Sans défense et sans apparat, les artistes crient ici leur appétit de vivre, leur désir de faire.
Le spectacle ne parle pas du risque. C'est un spectacle qui se risque. Le risque, c'est le corps même du spectacle. Une vibration. Il ne parle de rien, le spectacle, mais il parle.
Et surtout, il risque directement ce qu'il raconte. Il se risque au mystère, au danger, à l'émotion, aux châteaux de sable, aux tremblements, à la maladresse, à la défaite, aux cris...
Le spectacle se risque au silence, et à parfois trop de bruit.
Ce spectacle est un rituel.

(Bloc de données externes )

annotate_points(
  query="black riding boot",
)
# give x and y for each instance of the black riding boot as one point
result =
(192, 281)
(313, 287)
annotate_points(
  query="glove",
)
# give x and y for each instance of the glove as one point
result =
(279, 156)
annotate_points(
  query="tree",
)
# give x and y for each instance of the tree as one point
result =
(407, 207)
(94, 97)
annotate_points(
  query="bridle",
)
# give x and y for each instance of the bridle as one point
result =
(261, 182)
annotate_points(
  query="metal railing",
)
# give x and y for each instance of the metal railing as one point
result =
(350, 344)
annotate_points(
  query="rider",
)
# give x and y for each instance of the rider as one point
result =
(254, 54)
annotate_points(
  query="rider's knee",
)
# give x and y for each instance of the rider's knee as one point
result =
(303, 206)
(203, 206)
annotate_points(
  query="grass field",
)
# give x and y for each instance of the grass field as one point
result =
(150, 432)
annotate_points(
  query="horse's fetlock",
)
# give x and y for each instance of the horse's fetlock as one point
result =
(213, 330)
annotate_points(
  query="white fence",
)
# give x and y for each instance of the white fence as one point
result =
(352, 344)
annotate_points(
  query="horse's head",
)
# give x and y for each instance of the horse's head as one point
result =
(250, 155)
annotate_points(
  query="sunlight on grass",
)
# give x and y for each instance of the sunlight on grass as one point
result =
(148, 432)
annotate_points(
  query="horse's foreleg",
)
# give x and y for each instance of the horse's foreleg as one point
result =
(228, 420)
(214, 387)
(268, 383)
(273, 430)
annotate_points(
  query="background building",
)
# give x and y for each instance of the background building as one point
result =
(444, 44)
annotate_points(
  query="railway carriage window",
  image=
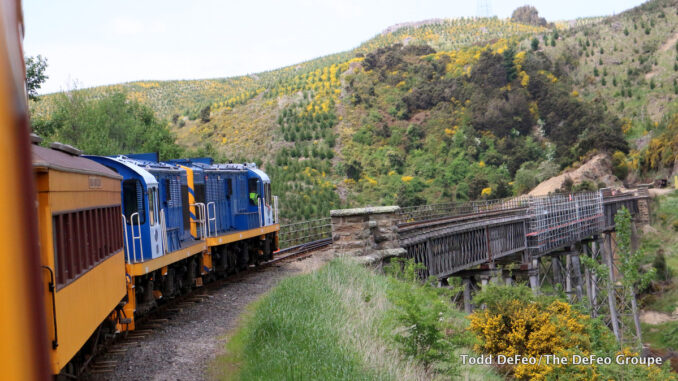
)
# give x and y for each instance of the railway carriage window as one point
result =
(152, 204)
(84, 238)
(133, 199)
(229, 187)
(252, 191)
(267, 193)
(168, 192)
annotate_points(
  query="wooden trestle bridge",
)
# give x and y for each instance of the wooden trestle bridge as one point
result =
(535, 239)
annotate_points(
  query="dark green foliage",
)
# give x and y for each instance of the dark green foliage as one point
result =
(205, 114)
(111, 125)
(419, 309)
(35, 74)
(509, 66)
(528, 14)
(354, 170)
(664, 273)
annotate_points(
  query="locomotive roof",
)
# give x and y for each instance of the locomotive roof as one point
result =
(151, 165)
(61, 161)
(147, 177)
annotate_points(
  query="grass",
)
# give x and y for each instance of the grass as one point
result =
(665, 214)
(334, 324)
(661, 336)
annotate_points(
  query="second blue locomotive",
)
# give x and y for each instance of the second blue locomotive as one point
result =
(189, 220)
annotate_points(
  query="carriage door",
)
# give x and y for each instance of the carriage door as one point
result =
(154, 222)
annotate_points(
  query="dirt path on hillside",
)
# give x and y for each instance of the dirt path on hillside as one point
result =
(654, 317)
(670, 43)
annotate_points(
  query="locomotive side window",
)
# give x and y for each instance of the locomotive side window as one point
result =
(152, 204)
(133, 199)
(168, 190)
(252, 191)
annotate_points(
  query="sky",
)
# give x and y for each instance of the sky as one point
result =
(90, 43)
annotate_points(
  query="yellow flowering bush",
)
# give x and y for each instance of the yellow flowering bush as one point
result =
(517, 323)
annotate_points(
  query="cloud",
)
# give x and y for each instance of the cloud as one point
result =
(123, 26)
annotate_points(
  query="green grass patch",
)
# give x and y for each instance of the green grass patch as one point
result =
(344, 322)
(661, 336)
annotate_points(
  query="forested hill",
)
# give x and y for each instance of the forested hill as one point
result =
(451, 110)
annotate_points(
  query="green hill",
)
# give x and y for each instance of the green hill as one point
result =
(439, 111)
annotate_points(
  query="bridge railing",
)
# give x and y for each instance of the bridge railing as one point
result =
(305, 231)
(432, 212)
(561, 219)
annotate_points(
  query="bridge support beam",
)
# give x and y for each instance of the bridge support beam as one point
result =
(468, 307)
(607, 252)
(534, 275)
(576, 269)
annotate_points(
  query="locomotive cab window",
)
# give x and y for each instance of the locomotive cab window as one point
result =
(152, 204)
(229, 187)
(133, 198)
(252, 191)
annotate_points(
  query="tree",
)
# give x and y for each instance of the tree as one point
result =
(35, 75)
(528, 14)
(205, 114)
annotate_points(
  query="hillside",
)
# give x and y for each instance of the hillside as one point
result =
(438, 111)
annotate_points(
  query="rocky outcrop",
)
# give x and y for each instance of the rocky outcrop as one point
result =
(370, 234)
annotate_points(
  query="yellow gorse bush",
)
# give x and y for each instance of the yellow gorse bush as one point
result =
(527, 329)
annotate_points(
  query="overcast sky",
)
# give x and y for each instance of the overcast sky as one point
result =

Une suite de rituels : la mise en relation, le sacrifice, le passage à l'âge adulte.
Un spectacle tribal qui met en jeu les tribulations d'une tribu.
Un spectacle qui balance entre le désir de partager et l'intransigeance de la liberté. » Cie Galapiat.
Site: "Risque zéro"
L'Illustre Famille Burattini
L’illustre Famille Burattini élabore des interventions sans cesse renouvelées, du spectacle le plus court du monde au spectacle qui dure douze jours.
La compagnie favorise le travail autour de l’enfance, du féerique et du mythique.
Elle joue avec les mythes et les mots, mêle fiction et tradition, avec maestria.
Elle refuse les clichés, les poncifs lénifiants qui conspirent à une vision de l’enfance engluée dans la bêtise, la crédulité et l’angélisme ; les flèches de Burattini atteignent les duperies parentales et les hypocrisies sociales qui préparent les enfants à être résignés, futurs cocus d’infini.
Ces saltimbanques du théâtre de rue n’y vont pas par quatre chemins pour nous dire nos quatre vérités...
Une très belle soirée, riche en surprise et en émotions, des coups de coeurs et de gueule. Un voyage unique dans le théâtre de rue.